Taman Nasional Gunung Leuser (TNGL) bersama-sama dengan Taman Nasional Kerinci Seblat dan Taman Nasional Bukut Barisan Selatan laksana penyangga pilar yang mewakili hutan hujan tropis yang tersisa di pulau Andalas. Ketiganya telah ditetapkan sebagai Tropical Rainforest Heritage of Sumatra pada tahun 2004 oleh UNESCO, dan masuk dalam endanger list pada tahun 2011. Sumbangan TNGL dan wilayah hutan-hutan di sekitarnya yang secara keseluruhan disebut sebagai “Ekosistem Leuser” (2.4 juta hektar) berperan sentral dan nyata bagi penyelamatan keragaman hayati, penyangga kehidupan, siklus air, iklim mikro, pencegah banjir, longor dan penjaga kesuburan tanah-tanah pertanian di bawahnya, bukanlah isapan jempol. Gajah Sumatera, Harimau Sumatera, Badak Sumatera dan Orangutan Sumatera dapat ditemukan hidup dikawasan TNGL, yang dihuni oleh tidak kurang dari 3,000 spesies flora. Kajian ilmiah para pakar tentang flora dan mamalia besar tersebut masih terus dilakukan dan penting bagi ilmu pengetahuan dan kemuanusiaan dalam jangka panjang.

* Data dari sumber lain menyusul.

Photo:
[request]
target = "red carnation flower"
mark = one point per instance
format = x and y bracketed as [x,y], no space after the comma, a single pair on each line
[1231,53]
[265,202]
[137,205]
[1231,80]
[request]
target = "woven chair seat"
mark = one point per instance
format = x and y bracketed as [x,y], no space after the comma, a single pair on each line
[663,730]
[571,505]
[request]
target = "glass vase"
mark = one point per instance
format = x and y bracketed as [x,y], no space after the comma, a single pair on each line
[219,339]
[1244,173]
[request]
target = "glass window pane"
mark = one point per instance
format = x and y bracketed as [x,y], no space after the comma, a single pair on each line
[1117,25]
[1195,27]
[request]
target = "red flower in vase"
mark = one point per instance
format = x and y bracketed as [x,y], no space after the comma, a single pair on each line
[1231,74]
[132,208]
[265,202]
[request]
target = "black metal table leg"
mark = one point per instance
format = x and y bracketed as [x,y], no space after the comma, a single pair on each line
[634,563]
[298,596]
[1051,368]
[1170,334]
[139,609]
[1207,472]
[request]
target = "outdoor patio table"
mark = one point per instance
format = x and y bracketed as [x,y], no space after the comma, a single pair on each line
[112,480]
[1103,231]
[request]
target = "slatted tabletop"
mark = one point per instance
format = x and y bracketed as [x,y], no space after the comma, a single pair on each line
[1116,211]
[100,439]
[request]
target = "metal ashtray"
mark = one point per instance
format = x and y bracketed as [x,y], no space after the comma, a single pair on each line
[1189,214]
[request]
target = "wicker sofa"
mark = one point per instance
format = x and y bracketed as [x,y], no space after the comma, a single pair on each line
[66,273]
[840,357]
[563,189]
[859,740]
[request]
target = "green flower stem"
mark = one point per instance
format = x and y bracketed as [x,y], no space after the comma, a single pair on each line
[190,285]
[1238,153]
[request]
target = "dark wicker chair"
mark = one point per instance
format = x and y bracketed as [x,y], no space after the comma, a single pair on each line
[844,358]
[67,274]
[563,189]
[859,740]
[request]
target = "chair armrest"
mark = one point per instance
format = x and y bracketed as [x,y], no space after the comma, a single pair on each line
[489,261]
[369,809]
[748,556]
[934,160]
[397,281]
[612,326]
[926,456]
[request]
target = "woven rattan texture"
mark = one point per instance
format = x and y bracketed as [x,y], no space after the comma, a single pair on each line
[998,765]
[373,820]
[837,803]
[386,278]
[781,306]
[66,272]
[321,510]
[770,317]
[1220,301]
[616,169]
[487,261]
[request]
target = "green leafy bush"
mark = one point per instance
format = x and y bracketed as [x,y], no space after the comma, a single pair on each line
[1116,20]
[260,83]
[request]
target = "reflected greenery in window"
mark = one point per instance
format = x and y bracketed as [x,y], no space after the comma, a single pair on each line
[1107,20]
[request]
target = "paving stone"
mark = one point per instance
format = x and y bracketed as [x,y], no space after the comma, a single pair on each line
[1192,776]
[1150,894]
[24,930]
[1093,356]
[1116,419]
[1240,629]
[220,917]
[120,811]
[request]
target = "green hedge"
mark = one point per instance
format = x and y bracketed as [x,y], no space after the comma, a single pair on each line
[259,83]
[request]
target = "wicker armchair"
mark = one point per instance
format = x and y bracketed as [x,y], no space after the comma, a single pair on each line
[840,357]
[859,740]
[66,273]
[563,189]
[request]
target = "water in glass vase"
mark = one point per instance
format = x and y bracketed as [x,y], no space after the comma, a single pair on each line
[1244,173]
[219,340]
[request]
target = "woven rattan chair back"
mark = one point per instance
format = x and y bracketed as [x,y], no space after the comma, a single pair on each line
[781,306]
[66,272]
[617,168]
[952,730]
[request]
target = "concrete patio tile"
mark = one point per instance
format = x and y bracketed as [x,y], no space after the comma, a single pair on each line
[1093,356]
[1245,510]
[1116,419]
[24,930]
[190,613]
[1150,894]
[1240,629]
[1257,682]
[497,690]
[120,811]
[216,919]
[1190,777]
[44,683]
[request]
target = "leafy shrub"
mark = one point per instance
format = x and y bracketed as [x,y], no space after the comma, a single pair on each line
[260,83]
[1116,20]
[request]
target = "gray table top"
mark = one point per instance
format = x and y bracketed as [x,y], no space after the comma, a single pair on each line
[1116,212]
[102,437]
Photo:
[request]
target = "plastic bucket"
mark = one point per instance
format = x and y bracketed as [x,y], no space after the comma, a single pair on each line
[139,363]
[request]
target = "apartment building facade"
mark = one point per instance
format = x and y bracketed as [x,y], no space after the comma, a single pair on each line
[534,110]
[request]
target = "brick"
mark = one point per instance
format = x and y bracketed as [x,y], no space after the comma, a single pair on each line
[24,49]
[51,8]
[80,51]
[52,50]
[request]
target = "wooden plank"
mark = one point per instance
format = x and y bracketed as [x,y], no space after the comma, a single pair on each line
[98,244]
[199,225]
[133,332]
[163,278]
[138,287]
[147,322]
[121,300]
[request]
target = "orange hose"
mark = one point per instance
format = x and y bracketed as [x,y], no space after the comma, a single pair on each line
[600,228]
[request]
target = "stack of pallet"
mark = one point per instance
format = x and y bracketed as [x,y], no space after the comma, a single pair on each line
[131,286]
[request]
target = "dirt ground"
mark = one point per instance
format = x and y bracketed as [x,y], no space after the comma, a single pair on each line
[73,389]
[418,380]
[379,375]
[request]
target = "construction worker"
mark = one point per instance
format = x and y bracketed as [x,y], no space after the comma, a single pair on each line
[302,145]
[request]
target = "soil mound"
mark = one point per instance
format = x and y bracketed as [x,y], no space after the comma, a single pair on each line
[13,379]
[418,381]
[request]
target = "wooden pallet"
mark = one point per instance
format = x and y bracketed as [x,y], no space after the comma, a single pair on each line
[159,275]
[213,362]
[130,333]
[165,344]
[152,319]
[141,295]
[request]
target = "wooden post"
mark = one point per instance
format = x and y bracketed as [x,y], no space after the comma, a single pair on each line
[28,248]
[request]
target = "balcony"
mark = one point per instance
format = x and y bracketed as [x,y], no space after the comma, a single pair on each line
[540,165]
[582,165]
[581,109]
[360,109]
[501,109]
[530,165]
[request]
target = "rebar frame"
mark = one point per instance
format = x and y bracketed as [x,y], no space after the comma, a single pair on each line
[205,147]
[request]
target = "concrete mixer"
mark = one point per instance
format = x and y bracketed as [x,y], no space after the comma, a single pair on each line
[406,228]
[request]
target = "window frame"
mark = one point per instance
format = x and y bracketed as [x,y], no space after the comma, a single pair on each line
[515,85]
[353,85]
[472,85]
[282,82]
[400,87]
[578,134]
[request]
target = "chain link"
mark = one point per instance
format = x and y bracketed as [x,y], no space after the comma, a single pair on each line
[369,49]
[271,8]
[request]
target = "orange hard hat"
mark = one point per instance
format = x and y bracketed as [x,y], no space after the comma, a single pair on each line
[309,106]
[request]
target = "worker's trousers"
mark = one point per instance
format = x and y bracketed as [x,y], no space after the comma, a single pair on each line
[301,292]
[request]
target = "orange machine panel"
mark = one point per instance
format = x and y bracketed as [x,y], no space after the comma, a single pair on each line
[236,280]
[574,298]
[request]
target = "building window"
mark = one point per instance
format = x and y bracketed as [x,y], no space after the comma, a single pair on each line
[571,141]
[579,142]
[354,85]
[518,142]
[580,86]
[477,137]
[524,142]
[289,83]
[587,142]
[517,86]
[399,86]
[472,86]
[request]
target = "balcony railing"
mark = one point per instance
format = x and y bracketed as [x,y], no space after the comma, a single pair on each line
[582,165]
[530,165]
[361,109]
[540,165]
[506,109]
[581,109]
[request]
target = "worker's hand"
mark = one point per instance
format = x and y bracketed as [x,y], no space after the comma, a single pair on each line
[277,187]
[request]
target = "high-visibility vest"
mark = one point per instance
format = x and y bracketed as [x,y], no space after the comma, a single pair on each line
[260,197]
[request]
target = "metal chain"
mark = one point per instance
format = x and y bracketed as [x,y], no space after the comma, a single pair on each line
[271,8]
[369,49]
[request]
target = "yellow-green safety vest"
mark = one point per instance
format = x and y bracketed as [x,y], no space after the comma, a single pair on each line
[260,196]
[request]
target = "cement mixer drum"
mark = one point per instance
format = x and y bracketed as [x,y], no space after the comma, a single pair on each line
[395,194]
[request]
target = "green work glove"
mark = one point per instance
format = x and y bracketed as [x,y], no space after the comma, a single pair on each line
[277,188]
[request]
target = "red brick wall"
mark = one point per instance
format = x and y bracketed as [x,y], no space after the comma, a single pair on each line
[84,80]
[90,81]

Pengelolaan kawasan yang sangat luas dan kaya ini, menhadapi berbagai tantangan, baik secara internal dan eksternal. Penguatan leadership di seluruh bagian sangat penting. Stategi pengelolaan berdasarkan jaringan dan kerjasama multipihak (Pemerintah daerah, pakar, praktisi, masyarakat, swasya, media massa dan lembaga swadaya masyarakat) merupakan “lagu wajib” yang harus dapat dilakukan secara konsisten dan berkelanjutan. Kembali bekerja di lapangan, dengan pola resort-based management (RBM) yang didukung kajian ilmiah (scientific-based) oleh pakar dan pengalaman lapangan dari staf senior (tacit knowledge), seharusnya dapat dilakukan secara terpadu. Dalam pengelolaan dengan pendekatan RBM tersebut, masyarakat diposisikan sebagai subyek bukan sebagai obyek. Tangkahan, merupakan contoh nyata bagaimana masyarakat berperan aktif dalam pengembangan wisata alam dan sekaligus menjaga hutan Leuser. Masyarakat Tangkahan sebagai pelaku utama penjaga hutan Leuser.
Tekanan dari luar berupa perubahan penggunaan lahan yang didominasi oleh sawit telah menyebabkan semakin meningkatnya perambahan sebagaimana yang terjadi di Besitang, kawasan hutan tropis dataran rendah terpenting di Sumatra Utara. Penegakan hokum terhadap actor intelektual dibarengi dengan pendekatan kemitraan dengan masyarakat setempat seharusnya dilanjutkan secara konsistendan tuntas. Rendahnya kapasistas governance di tingkat kabupatan di Aceh Tenggara menyebabkan kerusakan yang berat di hutan-hutan alam Leuser. Oleh kerena itu, masa depan kelola taman-taman nasional di Indonesia tidak dapat dilepaskan dari seberapa jauh kita mampu membangun kebijakan pembangunan yang saling mendukung bagi upaya pelestarian kawasan hutan di sekitarnya dan upaya peningkatan kesejahteraan masyarakat.